Producen diversos signos y síntomas según la sustancia.

Sustancias Inhaladas

Los signos y síntomas varían según la sustancia, que incluyen pegamento, disolvente de pintura, corrector líquido, tinta de rotulador, gasolina, líquidos de limpieza y aerosoles domésticos. Pueden causar daños cerebrales.

Analgésicos Opioides

Narcóticos y analgésicos derivados del opio o fabricados sintéticamente. La adicción a estos, a veces llamada "epidemia de opiáceos", ha alcanzado índices alarmantes. Afectan la parte del cerebro que controla la respiración, y una sobredosis puede ser mortal.

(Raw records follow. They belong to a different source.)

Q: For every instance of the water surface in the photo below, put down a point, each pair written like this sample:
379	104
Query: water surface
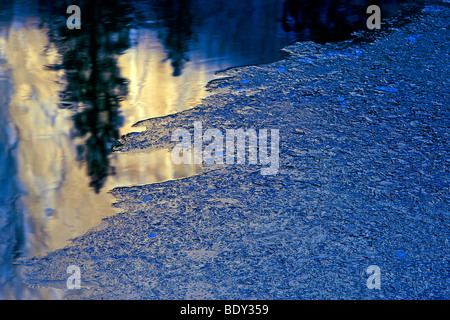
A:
66	96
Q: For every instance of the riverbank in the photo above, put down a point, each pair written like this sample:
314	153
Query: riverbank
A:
363	180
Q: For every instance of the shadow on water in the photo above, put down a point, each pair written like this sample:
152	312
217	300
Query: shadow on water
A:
66	96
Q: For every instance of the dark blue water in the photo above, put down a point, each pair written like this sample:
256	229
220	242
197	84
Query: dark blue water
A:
66	96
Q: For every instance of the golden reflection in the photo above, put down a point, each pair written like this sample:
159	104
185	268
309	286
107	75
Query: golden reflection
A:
54	180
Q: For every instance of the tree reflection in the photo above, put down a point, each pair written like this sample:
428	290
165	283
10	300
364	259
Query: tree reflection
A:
94	85
329	20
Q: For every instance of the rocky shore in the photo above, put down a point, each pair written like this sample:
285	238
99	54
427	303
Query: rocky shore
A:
363	180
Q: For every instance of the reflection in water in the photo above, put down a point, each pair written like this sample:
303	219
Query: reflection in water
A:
66	96
94	86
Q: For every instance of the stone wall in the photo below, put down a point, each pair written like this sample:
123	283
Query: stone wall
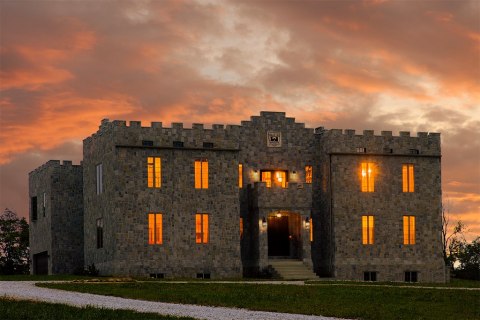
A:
58	228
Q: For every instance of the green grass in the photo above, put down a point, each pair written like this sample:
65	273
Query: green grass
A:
27	277
347	301
23	310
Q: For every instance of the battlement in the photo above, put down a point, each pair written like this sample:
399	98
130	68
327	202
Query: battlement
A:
55	164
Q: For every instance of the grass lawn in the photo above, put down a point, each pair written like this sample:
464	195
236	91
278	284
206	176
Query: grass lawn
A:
347	301
23	309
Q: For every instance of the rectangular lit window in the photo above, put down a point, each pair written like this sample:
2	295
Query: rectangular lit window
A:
311	230
241	228
408	178
201	228
408	229
154	172
367	230
267	178
155	228
368	180
308	174
240	175
99	233
99	175
201	174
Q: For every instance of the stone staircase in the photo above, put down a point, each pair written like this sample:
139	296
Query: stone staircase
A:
291	269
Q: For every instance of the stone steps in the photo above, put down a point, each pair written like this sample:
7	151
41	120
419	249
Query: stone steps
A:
290	269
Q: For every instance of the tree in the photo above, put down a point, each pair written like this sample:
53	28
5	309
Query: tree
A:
468	255
14	250
451	242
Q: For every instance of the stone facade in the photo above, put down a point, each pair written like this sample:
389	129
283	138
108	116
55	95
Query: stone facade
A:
276	216
56	233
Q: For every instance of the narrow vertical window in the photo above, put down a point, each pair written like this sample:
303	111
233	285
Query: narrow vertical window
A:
201	228
99	233
267	178
308	174
33	205
155	228
241	228
201	174
367	230
99	170
154	172
408	178
408	229
368	180
240	175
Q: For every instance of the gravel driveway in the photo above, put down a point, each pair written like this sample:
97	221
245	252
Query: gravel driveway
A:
28	290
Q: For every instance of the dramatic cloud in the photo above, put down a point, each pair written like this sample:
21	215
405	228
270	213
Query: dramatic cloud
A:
383	65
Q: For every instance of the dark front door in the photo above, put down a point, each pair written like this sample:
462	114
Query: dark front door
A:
278	242
40	263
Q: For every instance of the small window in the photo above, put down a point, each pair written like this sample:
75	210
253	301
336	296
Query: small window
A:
201	228
308	174
368	177
408	230
154	172
241	228
155	228
178	144
411	276
99	233
408	178
201	174
367	229
33	204
240	175
370	276
99	171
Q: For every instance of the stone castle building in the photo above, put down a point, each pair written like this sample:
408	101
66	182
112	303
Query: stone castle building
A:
225	202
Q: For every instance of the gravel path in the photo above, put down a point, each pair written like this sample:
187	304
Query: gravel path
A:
28	290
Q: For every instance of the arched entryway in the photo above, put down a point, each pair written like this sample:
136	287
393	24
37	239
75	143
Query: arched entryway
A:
284	235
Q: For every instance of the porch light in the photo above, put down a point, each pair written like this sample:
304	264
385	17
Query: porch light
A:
264	222
307	222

Cuándo Buscar Ayuda y Prevención

Cuándo Consultar al Médico

Si el consumo de sustancias es incontrolable o causa problemas, es crucial buscar ayuda lo antes posible para aumentar las probabilidades de recuperación a largo plazo. Las líneas telefónicas de ayuda pueden ofrecer información sobre tratamientos.

Intervención

Las personas con adicción a menudo niegan el problema. Es importante planificar una intervención cuidadosamente con familiares y amigos, preferiblemente consultando con un profesional de la salud mental especializado. La intervención debe ser una conversación directa y sincera sobre las consecuencias de la adicción.

Causas

La adicción tiene múltiples factores contribuyentes:

  • Ambientales: Creencias y actitudes familiares, y la exposición a grupos de pares que fomentan el consumo.
  • Genéticos: Rasgos heredados pueden influir en la progresión de la adicción.
  • Cambios en el cerebro: El consumo reiterado altera la percepción del placer y causa cambios físicos en las neuronas y neurotransmisores.

Factores de Riesgo

Cualquier persona puede volverse adicta, pero algunos factores aumentan el riesgo:

  • Antecedentes familiares de adicción.
  • Trastornos de salud mental (depresión, TDAH, TEPT).
  • Presión de grupo.
  • Falta de implicación familiar.
  • Consumo en edad temprana.
  • Consumo de sustancias altamente adictivas (estimulantes, cocaína, opioides), especialmente fumadas o inyectadas.

Complicaciones

Además de los efectos específicos de cada droga, el consumo puede llevar a:

  • Enfermedades infecciosas (VIH por relaciones sin protección o agujas compartidas).
  • Problemas de salud física y mental a corto y largo plazo.
  • Accidentes.
  • Suicidio.
  • Problemas familiares, laborales, escolares, legales y económicos.

Prevención

La mejor prevención es no probar las drogas. Si se recetan medicamentos adictivos, es crucial seguir las instrucciones y las indicaciones del médico sobre dosis y duración. También es importante comunicarse, escuchar y dar un buen ejemplo a los hijos, fortaleciendo el vínculo familiar y no abusando del alcohol u otras sustancias.

Prevención de Recaídas

Una vez adicto, el riesgo de recaída es alto. Para prevenirla, es fundamental seguir el plan de tratamiento, controlar los antojos, evitar situaciones de alto riesgo y buscar ayuda inmediata si se vuelve a consumir.